Of course the greatest contribution to BMWs racing fortunes came from the big coupe, which originated as a four-cylinder CS and matured into the six-cylinder, lightweight CSL, dominant in European saloon car racing until its homologation expired at the end of last year. With Walton I was able to relive that fantastic 1973 season, which I saw as a race reporter, when Ford engaged BMW in a battle of the giants in the European Touring Car Championship, BMW CSL against Ford Capri RS2600. Walton devotes separate chapters to development of the big BMWs and their racing memories, all good stuff about the main instrument of BMW’s success.

Outside tuning firms made substantial contributions to that success, especially Alpina, Schnitzer, GS Tuning, Luigi and Tom Walkinshaw Racing and Walton incorporates their activities, with special attention to Burkard Bovensiepen of Alpina and the Schnitzer brothers. There are worthwhile comments too from some of the most notable names to sit behind the wheels of racing BMWs, like Niki Lauda, Jackie Ickx, Chris Amon and the late Ronnie Peterson, to whom the book is dedicated.

This racey and informative story, packed with splendid photographs, including 16 in colour, concludes with the arrival of the M1 on the scene and the wranglings behind Procar racing.
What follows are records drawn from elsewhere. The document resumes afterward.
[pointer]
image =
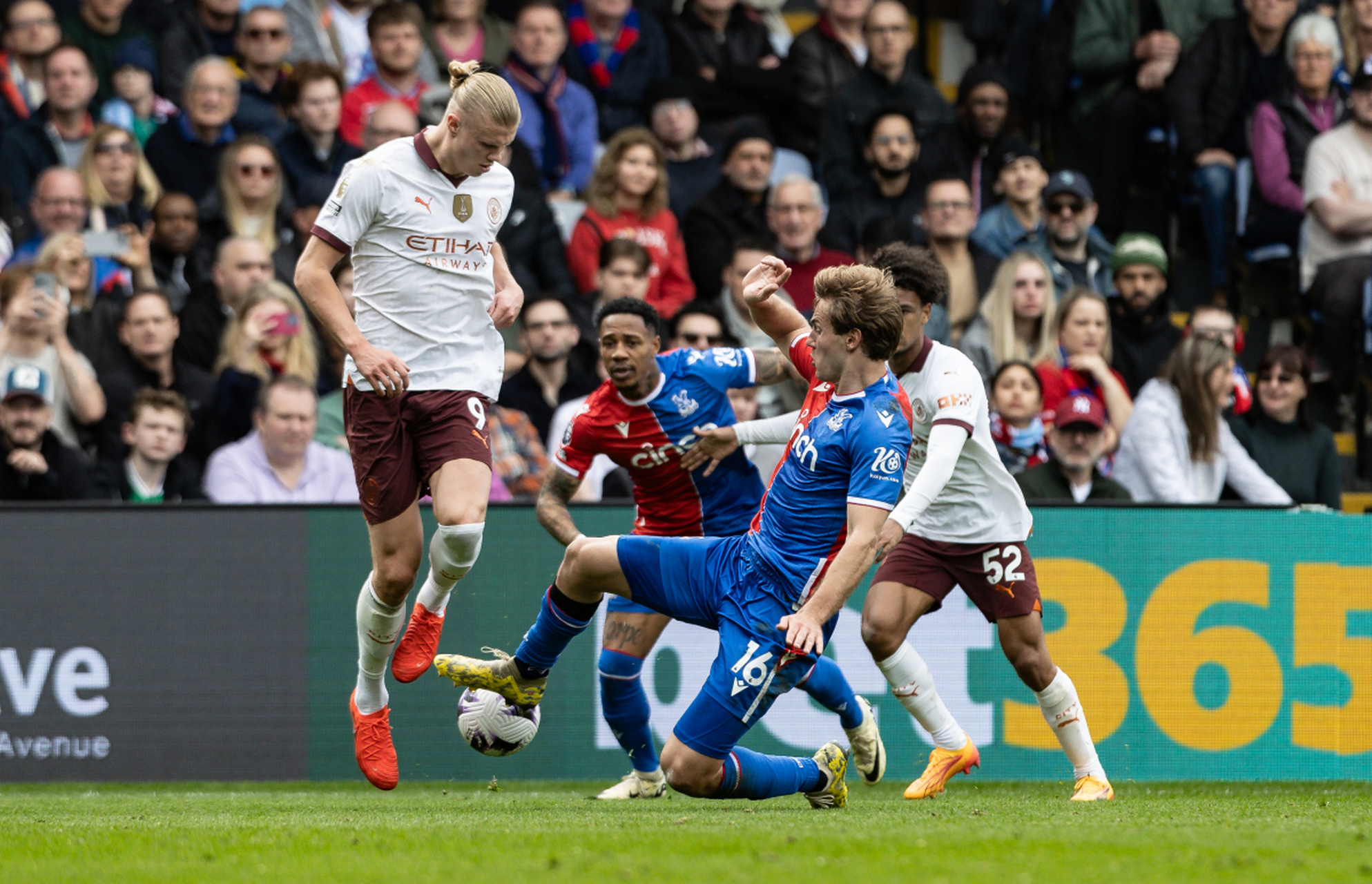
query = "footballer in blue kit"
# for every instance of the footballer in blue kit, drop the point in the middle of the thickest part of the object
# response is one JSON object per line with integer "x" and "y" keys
{"x": 773, "y": 595}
Appendices give the specifications of BMW competition cars down the years, the secrets of the competition engine code numbers, results of BMW factory touring cars from 1960 to 1978 and formula cars from 1967 to 1979.

One of the central characters in the book is, of course, Jochen Neerpasch who has
masterminded the success of BMW Motorsport GMBH since 1972. It will be interesting to watch how the BMW racing story develops after he leaves to run the Talbot Formula One project at the end of March. — C.R.